Ammonia/hydrogen-fueled combustion represents a very promising solution for the future energy scenario. This study aims to shed light and understand the behavior of ammonia/hydrogen blends under flameless conditions. A first-of-its-kind experimental campaign was conducted to test fuel flexibility for different ammonia/hydrogen blends in a flameless burner, varying the air injector and the equivalence ratio. NO emissions increased drastically after injecting a small amount of NH₃ in pure hydrogen (10% by volume). An optimum trade-off between NOx emission and ammonia slip was found when working sufficiently close to stoichiometric conditions (ϕ = 0.95). In general, a larger air injector (ID25) reduces the emissions, especially at ϕ = 0.8. A well-stirred reactor network with exhaust recirculation was developed exchanging information with computational fluid dynamics (CFD) simulations, to model chemistry in diluted conditions. Such a simplified system was then used in two ways: 1) to explain the experimental trends of NOx emissions varying the ammonia molar fraction within the fuel blend and 2) to perform an uncertainty quantification study. A sensitivity study coupled with latin hypercube sampling (LHS) was used to evaluate the impact of kinetic uncertainties on NOx prediction in a well-stirred reactor network model. The influence of the identified uncertainties was then tested in more complex numerical models, such as Reynolds-averaged Navier–Stokes (RANS) simulations of the furnace. The major over-predictions of existing kinetic scheme was then alleviated significantly, confirming the crucial role of detailed kinetic mechanisms for accurate predictive simulations of NH₃/H₂ mixtures in flameless regime.

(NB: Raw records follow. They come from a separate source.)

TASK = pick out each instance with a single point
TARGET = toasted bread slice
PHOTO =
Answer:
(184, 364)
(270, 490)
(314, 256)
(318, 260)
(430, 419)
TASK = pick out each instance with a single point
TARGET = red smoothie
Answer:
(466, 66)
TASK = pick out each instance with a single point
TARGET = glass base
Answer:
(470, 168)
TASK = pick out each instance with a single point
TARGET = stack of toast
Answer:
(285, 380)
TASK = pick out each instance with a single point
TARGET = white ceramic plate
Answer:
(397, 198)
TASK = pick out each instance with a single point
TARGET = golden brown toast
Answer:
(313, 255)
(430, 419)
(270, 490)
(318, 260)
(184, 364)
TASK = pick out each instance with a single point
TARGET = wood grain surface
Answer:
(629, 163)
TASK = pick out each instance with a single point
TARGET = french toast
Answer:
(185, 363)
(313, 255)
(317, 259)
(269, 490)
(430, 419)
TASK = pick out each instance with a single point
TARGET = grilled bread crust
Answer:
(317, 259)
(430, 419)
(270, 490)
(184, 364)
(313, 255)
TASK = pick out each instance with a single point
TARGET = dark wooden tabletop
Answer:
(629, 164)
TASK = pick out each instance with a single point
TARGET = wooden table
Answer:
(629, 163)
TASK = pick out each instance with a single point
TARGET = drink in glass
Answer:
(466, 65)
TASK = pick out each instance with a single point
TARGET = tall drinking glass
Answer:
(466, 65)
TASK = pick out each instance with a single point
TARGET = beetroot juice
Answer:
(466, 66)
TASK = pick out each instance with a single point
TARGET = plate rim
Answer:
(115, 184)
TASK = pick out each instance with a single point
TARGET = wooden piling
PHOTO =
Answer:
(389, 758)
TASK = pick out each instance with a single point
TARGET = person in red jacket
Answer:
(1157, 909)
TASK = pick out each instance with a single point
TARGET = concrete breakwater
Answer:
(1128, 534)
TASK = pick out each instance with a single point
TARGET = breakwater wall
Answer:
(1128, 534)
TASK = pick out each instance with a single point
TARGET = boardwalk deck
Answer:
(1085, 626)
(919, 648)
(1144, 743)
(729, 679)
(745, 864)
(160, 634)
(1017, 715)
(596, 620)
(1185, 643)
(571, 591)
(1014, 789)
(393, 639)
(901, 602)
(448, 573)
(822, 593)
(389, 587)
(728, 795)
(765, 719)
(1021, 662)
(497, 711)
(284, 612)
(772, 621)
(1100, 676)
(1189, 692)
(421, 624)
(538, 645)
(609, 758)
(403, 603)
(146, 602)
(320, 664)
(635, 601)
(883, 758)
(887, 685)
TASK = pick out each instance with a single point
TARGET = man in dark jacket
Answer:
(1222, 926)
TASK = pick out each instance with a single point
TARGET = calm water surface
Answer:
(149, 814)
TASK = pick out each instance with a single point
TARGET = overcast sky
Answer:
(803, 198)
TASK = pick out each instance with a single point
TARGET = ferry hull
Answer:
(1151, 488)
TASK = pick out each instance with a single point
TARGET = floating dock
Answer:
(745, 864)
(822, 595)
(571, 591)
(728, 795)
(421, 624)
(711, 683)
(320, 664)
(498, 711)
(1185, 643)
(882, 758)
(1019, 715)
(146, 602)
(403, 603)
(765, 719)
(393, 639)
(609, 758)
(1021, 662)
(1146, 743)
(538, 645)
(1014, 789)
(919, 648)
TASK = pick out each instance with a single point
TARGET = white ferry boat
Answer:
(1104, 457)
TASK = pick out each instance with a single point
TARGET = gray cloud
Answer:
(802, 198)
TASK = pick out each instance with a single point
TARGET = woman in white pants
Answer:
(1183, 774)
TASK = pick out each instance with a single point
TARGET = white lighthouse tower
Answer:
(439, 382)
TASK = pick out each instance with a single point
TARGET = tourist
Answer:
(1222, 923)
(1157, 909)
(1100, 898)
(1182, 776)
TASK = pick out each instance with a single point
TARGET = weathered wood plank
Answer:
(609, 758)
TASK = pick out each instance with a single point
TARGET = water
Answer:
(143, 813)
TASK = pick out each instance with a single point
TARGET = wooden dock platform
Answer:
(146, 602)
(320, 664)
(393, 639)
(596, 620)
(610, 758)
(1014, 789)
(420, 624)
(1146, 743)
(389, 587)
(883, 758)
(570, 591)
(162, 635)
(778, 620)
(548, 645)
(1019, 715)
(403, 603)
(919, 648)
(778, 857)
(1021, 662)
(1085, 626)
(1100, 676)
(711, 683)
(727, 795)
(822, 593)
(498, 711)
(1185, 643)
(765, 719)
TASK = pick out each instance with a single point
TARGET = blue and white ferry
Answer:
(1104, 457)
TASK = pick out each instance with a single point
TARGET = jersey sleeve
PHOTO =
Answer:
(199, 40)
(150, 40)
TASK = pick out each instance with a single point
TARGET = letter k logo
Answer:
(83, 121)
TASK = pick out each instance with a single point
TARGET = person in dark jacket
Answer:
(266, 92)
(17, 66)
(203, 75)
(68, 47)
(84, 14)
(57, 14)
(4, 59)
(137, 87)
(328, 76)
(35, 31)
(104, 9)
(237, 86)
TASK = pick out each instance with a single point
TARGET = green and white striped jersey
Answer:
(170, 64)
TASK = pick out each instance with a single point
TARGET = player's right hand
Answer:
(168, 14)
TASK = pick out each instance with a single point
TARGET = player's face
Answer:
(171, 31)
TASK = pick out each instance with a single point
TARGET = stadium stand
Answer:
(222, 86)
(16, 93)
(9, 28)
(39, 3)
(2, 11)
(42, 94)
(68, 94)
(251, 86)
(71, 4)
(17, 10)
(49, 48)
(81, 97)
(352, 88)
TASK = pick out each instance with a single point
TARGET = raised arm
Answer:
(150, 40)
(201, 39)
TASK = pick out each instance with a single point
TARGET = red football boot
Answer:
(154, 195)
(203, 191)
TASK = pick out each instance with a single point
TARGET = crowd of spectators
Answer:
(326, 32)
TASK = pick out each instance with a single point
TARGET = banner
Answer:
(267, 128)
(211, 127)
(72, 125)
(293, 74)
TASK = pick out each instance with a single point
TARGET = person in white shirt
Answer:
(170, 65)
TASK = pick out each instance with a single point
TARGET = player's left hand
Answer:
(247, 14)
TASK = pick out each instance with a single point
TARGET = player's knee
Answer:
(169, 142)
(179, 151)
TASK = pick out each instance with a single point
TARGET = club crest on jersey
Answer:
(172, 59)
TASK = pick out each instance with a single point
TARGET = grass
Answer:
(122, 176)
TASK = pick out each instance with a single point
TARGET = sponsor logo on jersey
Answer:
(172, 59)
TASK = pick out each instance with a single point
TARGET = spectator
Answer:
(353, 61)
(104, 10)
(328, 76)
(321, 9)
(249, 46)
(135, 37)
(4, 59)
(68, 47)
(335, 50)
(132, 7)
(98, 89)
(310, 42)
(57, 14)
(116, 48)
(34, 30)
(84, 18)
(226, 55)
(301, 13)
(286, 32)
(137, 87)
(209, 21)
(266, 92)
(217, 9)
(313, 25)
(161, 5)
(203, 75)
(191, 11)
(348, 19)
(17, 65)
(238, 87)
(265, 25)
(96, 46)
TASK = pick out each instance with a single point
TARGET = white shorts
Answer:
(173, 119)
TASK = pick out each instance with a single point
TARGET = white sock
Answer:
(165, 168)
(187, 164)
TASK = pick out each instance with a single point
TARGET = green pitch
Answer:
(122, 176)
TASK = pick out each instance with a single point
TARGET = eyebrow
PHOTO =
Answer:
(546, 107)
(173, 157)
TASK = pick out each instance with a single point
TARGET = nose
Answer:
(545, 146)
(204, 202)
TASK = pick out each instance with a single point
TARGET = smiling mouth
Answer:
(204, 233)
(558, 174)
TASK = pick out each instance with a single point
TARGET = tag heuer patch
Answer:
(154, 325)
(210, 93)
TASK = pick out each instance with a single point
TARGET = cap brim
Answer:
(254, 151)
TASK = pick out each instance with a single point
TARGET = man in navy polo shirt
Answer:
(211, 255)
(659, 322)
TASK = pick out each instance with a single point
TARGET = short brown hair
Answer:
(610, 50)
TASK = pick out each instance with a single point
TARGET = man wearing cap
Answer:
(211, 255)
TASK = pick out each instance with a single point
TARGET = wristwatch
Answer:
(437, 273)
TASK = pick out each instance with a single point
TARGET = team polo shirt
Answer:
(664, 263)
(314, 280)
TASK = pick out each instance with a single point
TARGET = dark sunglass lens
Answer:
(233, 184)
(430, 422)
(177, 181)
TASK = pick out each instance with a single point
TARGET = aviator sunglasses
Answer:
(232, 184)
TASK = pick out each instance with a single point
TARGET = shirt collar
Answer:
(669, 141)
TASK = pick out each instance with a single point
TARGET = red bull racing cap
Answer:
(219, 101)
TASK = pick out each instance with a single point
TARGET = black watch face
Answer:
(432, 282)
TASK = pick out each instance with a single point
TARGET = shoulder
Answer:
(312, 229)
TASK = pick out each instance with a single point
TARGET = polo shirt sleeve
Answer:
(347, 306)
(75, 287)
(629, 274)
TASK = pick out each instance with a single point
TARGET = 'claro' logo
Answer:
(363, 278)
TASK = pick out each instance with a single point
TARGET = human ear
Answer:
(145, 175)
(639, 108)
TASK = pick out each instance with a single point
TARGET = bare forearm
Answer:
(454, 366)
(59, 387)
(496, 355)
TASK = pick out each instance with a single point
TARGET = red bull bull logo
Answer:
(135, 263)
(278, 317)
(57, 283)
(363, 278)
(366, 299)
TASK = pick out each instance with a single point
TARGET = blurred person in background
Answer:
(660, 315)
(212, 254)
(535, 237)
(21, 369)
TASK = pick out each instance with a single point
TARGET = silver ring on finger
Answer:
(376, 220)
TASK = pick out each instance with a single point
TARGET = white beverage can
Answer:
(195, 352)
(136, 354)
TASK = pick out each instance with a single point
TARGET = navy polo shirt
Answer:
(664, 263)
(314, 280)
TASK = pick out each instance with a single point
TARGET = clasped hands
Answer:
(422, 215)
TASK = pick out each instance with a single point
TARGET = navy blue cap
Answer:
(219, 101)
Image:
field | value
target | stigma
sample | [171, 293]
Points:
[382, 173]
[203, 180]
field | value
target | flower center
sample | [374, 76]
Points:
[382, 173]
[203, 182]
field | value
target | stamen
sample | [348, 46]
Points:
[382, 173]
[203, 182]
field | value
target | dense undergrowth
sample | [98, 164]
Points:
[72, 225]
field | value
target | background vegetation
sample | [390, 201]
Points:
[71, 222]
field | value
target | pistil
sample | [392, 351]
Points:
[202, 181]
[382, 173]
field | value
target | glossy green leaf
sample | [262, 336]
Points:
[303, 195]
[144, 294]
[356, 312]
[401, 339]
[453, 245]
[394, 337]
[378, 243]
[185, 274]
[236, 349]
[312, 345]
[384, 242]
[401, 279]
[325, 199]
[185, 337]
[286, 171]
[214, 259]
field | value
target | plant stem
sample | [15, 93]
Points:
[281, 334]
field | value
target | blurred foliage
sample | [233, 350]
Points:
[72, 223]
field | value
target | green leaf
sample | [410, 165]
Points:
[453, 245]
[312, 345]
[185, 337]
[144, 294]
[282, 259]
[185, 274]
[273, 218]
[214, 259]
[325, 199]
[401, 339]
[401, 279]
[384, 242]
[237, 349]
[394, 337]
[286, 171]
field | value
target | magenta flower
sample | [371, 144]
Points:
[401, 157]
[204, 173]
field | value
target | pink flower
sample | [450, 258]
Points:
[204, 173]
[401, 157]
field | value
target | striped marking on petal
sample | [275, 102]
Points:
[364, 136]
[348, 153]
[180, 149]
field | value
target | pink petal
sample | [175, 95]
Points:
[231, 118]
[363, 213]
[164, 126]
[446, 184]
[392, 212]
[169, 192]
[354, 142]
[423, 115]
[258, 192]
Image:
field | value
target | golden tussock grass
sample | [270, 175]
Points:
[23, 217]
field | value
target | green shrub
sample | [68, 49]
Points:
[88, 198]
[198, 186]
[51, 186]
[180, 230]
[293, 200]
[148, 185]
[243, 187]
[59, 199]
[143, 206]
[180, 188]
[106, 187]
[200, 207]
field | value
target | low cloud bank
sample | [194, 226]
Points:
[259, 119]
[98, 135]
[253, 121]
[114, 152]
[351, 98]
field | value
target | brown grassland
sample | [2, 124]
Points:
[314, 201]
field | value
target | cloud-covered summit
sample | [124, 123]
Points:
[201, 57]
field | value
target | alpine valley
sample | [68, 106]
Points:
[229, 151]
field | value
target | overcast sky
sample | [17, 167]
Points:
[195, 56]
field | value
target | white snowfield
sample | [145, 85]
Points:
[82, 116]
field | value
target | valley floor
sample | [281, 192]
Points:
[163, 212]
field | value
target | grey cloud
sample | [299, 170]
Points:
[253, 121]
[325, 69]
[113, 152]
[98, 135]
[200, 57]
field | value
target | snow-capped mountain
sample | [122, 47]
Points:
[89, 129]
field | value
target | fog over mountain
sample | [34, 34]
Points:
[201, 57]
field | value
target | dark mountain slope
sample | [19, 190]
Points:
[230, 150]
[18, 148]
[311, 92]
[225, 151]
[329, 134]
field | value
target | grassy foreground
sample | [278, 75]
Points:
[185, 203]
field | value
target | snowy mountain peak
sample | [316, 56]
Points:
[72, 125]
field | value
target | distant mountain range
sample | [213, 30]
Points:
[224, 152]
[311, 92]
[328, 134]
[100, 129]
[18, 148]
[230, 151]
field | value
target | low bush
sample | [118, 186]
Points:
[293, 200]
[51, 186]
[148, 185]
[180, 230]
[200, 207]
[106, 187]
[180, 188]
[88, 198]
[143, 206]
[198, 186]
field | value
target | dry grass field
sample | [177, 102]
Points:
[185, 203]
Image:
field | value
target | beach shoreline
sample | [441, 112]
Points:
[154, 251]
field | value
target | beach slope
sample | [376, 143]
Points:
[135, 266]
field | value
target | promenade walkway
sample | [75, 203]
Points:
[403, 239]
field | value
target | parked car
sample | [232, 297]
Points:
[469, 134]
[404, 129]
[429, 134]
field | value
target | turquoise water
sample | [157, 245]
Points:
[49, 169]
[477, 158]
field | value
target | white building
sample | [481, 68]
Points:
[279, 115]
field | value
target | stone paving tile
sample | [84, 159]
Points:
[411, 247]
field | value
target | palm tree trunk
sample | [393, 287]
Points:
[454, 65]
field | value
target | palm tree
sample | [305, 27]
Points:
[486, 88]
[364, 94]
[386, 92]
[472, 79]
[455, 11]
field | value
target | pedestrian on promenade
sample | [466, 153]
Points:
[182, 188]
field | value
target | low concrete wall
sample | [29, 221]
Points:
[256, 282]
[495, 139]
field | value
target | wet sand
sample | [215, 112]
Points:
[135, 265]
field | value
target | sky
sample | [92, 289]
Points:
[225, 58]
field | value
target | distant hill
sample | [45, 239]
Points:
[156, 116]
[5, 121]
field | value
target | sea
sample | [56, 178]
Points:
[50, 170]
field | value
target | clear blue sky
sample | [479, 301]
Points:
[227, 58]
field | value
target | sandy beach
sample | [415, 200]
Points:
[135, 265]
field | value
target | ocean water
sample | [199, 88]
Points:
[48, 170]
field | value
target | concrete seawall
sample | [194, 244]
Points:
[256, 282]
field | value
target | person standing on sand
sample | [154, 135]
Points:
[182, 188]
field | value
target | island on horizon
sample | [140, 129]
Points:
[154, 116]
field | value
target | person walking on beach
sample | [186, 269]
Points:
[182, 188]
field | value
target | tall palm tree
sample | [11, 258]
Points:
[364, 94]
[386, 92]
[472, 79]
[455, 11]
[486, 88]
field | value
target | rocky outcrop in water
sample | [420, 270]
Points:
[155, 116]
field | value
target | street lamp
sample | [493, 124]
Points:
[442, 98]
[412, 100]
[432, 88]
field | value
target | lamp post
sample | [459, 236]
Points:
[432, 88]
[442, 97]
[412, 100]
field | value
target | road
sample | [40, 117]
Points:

氨/氢燃料燃烧是未来能源情景中非常有希望的解决方案。这项研究旨在阐明并了解无焰条件下氨/氢混合物的行为。开展了首例试验活动，以测试无焰燃烧器中不同氨/氢混合物的燃料灵活性，并改变了空气喷射器和当量比。将少量的NH ₃注入纯氢（体积百分比为10％）后，NO排放量急剧增加。当在足够接近化学计量条件的条件下工作时，发现了NOx排放与氨泄漏之间的最佳平衡（ϕ= 0.95）。通常，较大的空气喷射器（ID25）可以减少排放，尤其是在ϕ= 0.8。开发了一个搅拌良好的带有排气再循环的反应器网络，并与计算流体动力学（CFD）模拟交换信息，以模拟稀释条件下的化学反应。然后，以两种方式使用这种简化的系统：1）解释NOx排放的实验趋势，该趋势会改变燃料混合物中的氨摩尔分数； 2）进行不确定性定量研究。在一个搅拌良好的反应堆网络模型中，将敏感性研究与拉丁文超立方采样（LHS）结合使用，以评估动力学不确定性对NOx预测的影响。然后，在更复杂的数值模型中测试已识别不确定性的影响，例如雷诺平均炉膛的Navier-Stokes（RANS）模拟。然后，可以大大缓解现有动力学方案的主要过高预测，₃ / H ₂混合物，无焰状态。